Determination of monochloramine formation rate constants with stopped-flow spectrophotometry.

The production of monochloramine by the reaction of aqueous ammonia and free chlorine is important in both drinking water and wastewater treatment systems. Accurate prediction of the rate of monochloramine formation is a prerequisite for any modeling work related to this fundamental reaction. There are significant discrepancies between rate constants reported in the literature. Furthermore, little information is available on the temperature dependence of the reaction rate constant.

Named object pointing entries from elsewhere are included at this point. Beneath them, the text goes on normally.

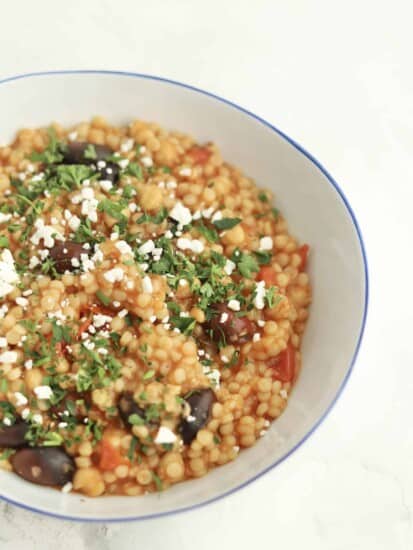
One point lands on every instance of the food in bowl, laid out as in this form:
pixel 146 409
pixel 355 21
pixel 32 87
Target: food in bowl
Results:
pixel 152 307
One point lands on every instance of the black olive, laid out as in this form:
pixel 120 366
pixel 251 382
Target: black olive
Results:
pixel 128 406
pixel 75 153
pixel 226 327
pixel 44 465
pixel 200 402
pixel 13 436
pixel 64 252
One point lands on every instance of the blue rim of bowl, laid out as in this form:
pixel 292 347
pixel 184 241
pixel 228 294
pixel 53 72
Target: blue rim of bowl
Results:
pixel 334 184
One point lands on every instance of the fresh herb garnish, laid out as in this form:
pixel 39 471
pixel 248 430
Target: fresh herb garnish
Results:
pixel 226 223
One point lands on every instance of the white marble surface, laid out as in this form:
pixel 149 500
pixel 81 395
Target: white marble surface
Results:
pixel 337 76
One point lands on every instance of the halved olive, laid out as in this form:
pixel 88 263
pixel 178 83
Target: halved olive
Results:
pixel 226 327
pixel 200 402
pixel 75 153
pixel 13 436
pixel 64 252
pixel 44 465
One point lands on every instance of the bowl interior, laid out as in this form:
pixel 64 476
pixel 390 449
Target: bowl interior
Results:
pixel 316 213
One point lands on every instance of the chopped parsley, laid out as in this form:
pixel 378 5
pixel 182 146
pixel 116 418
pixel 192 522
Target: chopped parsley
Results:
pixel 226 223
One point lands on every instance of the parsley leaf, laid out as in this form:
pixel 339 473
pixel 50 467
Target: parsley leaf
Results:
pixel 4 242
pixel 210 234
pixel 90 152
pixel 157 218
pixel 133 169
pixel 185 324
pixel 263 257
pixel 226 223
pixel 246 263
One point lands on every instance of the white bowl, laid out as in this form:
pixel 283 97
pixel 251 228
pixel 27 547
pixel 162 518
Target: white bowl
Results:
pixel 317 213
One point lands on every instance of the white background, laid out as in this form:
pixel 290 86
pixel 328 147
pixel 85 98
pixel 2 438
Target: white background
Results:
pixel 338 77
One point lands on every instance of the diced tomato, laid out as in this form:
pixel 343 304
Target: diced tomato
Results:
pixel 110 457
pixel 283 366
pixel 267 274
pixel 60 348
pixel 83 327
pixel 200 155
pixel 303 253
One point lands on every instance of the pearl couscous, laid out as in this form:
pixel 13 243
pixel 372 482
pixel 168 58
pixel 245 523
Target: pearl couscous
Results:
pixel 152 305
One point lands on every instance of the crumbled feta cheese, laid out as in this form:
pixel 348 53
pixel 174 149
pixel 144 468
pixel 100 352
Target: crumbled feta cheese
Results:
pixel 99 320
pixel 181 214
pixel 147 284
pixel 8 274
pixel 195 245
pixel 223 318
pixel 20 399
pixel 123 163
pixel 165 435
pixel 114 275
pixel 89 344
pixel 106 185
pixel 260 295
pixel 47 233
pixel 217 216
pixel 124 248
pixel 147 161
pixel 185 171
pixel 266 243
pixel 229 267
pixel 147 247
pixel 34 261
pixel 67 487
pixel 43 392
pixel 8 357
pixel 234 305
pixel 207 212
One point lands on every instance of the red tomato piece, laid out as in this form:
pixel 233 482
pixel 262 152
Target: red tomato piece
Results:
pixel 283 366
pixel 267 274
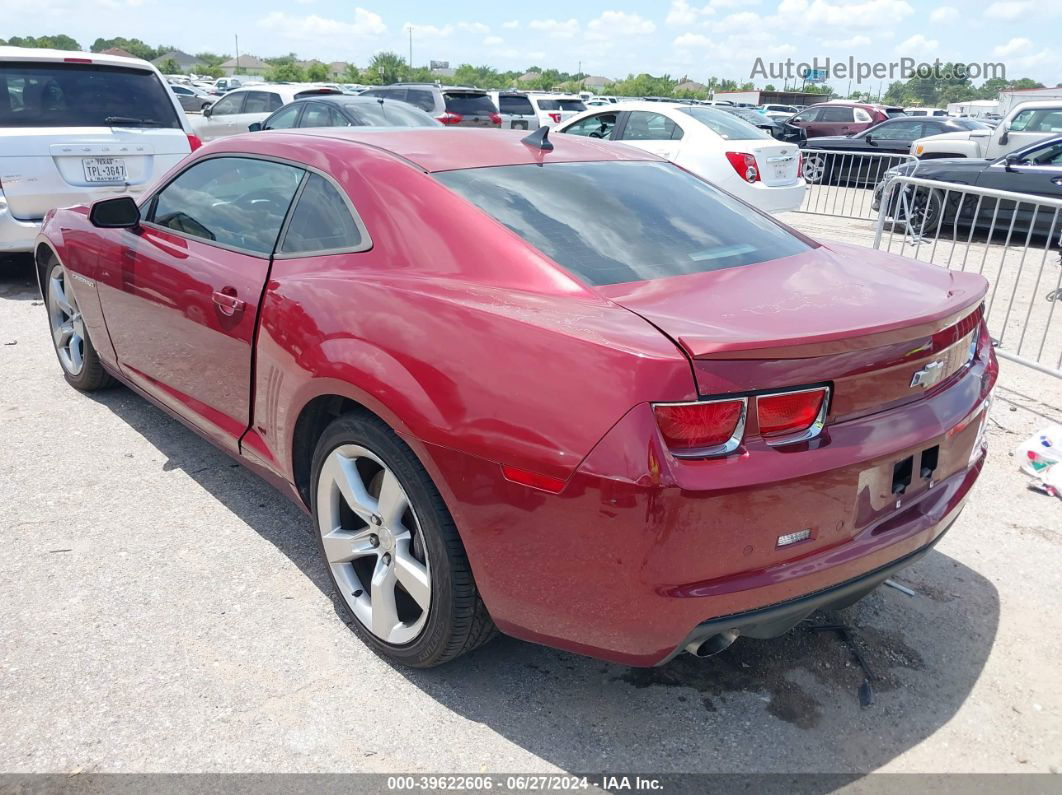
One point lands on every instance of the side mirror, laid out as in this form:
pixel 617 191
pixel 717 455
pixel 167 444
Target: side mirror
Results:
pixel 120 212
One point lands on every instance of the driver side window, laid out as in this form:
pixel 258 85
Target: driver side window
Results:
pixel 227 105
pixel 594 126
pixel 235 202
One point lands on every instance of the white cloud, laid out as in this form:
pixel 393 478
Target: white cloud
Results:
pixel 365 23
pixel 1008 11
pixel 431 31
pixel 1014 47
pixel 684 15
pixel 850 44
pixel 613 23
pixel 555 28
pixel 944 15
pixel 919 46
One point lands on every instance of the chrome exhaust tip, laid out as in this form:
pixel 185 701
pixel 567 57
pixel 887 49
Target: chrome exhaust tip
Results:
pixel 713 644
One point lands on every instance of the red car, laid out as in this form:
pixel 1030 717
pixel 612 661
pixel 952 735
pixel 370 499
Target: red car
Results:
pixel 840 118
pixel 565 390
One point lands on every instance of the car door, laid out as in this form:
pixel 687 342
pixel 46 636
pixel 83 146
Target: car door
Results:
pixel 220 120
pixel 649 131
pixel 599 125
pixel 182 291
pixel 1038 171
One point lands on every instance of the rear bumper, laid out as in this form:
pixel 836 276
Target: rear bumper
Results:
pixel 639 552
pixel 777 619
pixel 16 236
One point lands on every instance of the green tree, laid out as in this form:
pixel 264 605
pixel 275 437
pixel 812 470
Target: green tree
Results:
pixel 317 72
pixel 388 67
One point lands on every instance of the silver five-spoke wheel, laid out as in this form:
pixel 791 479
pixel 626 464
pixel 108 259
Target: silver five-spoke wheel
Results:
pixel 68 329
pixel 373 543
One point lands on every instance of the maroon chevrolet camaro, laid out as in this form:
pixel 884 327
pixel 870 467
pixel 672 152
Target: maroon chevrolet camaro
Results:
pixel 563 390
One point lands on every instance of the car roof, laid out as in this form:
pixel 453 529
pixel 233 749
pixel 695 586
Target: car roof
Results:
pixel 448 149
pixel 60 56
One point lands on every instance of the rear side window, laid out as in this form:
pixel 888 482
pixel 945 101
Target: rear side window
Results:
pixel 623 221
pixel 421 98
pixel 235 202
pixel 389 114
pixel 82 96
pixel 515 105
pixel 321 221
pixel 468 104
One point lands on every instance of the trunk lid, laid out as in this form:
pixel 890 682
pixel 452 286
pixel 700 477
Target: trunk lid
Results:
pixel 860 320
pixel 41 168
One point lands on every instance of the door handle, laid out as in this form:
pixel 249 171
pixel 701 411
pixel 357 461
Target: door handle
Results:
pixel 227 303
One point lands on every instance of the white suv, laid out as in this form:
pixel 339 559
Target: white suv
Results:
pixel 76 126
pixel 238 109
pixel 552 108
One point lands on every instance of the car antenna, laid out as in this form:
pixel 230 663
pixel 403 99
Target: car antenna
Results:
pixel 538 139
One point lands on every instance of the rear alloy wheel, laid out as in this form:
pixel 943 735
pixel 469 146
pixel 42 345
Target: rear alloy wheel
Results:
pixel 815 167
pixel 81 365
pixel 391 547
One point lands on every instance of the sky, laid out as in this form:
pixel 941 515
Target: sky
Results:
pixel 611 38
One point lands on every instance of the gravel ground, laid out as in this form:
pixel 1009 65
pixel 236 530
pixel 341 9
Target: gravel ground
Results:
pixel 164 610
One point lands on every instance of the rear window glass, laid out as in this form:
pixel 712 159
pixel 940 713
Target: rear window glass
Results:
pixel 469 104
pixel 515 105
pixel 614 222
pixel 390 114
pixel 562 105
pixel 82 96
pixel 725 124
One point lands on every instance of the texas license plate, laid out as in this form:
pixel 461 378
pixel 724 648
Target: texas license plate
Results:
pixel 103 169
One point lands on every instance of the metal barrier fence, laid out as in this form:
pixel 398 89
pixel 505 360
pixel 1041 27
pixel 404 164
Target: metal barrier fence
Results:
pixel 1014 240
pixel 840 183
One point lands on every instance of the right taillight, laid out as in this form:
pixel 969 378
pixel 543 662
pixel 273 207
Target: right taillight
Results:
pixel 702 429
pixel 791 416
pixel 744 165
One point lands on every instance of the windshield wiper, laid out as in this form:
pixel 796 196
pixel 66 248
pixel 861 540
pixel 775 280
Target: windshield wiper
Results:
pixel 130 121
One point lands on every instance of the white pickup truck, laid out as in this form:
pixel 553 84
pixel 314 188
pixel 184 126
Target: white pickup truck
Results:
pixel 1026 123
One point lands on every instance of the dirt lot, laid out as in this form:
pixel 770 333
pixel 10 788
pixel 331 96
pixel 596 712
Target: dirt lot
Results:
pixel 161 609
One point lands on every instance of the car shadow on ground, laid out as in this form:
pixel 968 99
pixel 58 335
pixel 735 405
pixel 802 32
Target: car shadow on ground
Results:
pixel 792 704
pixel 17 279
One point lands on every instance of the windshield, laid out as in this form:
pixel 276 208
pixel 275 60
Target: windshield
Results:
pixel 34 94
pixel 725 124
pixel 623 221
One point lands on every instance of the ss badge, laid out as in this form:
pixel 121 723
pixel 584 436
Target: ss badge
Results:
pixel 928 375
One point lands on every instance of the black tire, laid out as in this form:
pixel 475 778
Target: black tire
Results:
pixel 92 376
pixel 458 621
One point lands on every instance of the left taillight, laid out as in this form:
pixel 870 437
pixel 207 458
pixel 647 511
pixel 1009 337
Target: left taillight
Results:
pixel 788 416
pixel 744 165
pixel 702 429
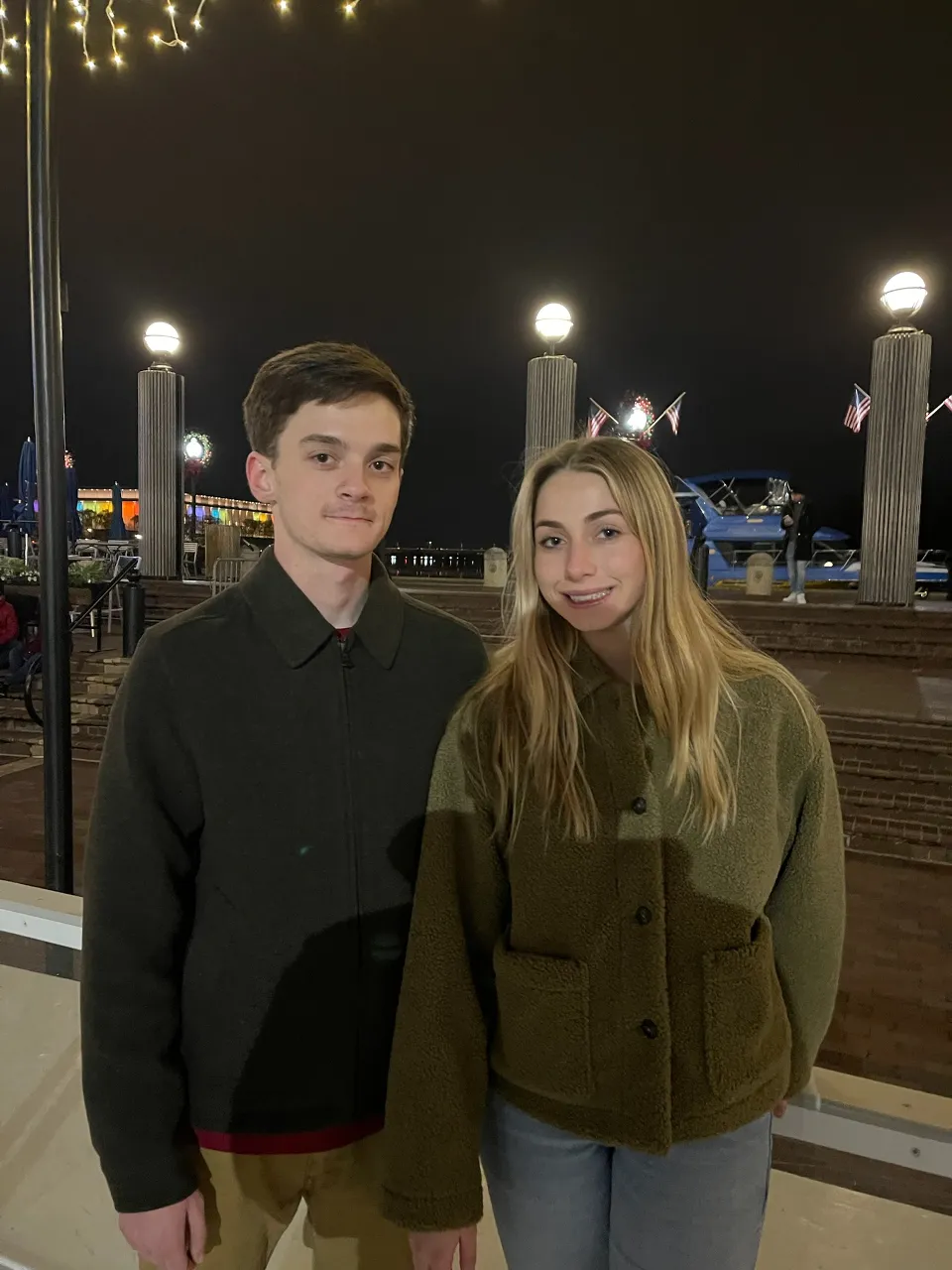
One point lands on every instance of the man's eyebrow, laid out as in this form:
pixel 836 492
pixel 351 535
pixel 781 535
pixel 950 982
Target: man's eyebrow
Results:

The purposes of this study were to kinetically examine the potential reaction pathways, accurately determine the specific rate constants, and establish the Arrhenius equation for the reaction of monochloramine formation using the stopped-flow technique. Results indicate that the rate constants are highly pH dependent due to the speciation of both free chlorine and ammonia. From a strictly kinetic point of view, monochloramine formation could be explained by either the nonionic pathway between HOCl and NH3 or the ionic pathway between OCl- and NH4+. However, because the ionic pathway is mechanistically implausible the reaction is shown to be between the nonionic species (HOCl and NH3). The specific rate constant for the nonionic pathway at 25 degrees C was determined to be 3.07 x 10(6) (M(-1) x s(-1)). The Arrhenius equation was obtained as k(HOCl,NH3) = 5.40 x 10(9) exp(- 2237/T), which provided an activation energy of 18.6 kJ x mol(-1).